To systematically integrate the roles of exosomes in the pathogenesis of diabetic nephropathy and analyze the application evidence of exosome-derived biomarkers across various clinical functions.
Approach:
Pathogenesis Overview: Discusses the complex pathogenesis of diabetic kidney disease (DKD) involving metabolic abnormalities, chronic inflammation, oxidative stress, immune dysregulation, and fibrosis.
Exosome Functionality: Examines the dual role of exosomes in DKD as both pathogenic agents and potential therapeutic targets.

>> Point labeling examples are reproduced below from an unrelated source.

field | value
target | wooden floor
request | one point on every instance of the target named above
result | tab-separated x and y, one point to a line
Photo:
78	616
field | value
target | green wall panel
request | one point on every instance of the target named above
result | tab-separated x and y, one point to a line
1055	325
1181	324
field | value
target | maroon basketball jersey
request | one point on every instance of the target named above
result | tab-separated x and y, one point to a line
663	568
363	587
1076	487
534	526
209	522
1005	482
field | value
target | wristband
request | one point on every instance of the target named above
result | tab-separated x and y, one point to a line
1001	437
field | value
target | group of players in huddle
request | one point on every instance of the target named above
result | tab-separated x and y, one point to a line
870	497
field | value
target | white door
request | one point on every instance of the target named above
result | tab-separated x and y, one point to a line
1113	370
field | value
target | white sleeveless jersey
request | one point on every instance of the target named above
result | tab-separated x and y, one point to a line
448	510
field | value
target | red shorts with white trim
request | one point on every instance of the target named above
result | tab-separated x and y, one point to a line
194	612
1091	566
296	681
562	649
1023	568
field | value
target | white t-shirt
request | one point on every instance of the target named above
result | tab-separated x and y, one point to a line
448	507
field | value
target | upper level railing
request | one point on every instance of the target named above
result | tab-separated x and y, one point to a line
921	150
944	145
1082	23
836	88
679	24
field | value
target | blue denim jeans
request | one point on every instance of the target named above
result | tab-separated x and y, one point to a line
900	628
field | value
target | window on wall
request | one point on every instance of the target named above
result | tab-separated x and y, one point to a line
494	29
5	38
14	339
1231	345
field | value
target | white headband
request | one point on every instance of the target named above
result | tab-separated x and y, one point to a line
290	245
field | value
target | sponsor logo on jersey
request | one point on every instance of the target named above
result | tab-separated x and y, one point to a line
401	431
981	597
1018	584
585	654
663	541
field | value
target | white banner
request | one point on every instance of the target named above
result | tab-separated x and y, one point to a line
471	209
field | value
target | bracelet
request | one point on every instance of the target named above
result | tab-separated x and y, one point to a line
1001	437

Research Gaps: Identifies key knowledge gaps and challenges in the clinical translation of exosome research, including the lack of standardized separation techniques and the need for large-scale validation.
Key Findings:
Exosomes derived from damaged kidney cells can transmit harmful substances that exacerbate kidney damage through inflammation and fibrosis.
Therapeutic exosomes derived from stem cells have the potential to protect and repair kidney tissues.
Current biomarker studies are limited by small sample sizes and lack multi-center validation.
Interpretation:
Exosomes play a dual role in DKD, acting as both agents of disease progression and potential therapeutic vehicles.
Limitations:
Absence of a 'gold standard' for exosome separation and purification techniques.
High heterogeneity of exosomes and their dynamic changes at various stages of DKD.
Challenges in the large-scale production and quality control of engineered exosomes.
Conclusion:
Research into the dual role of exosomes in DKD can elucidate mechanisms of disease progression and offer insights for developing biomarkers and targeted therapeutic strategies.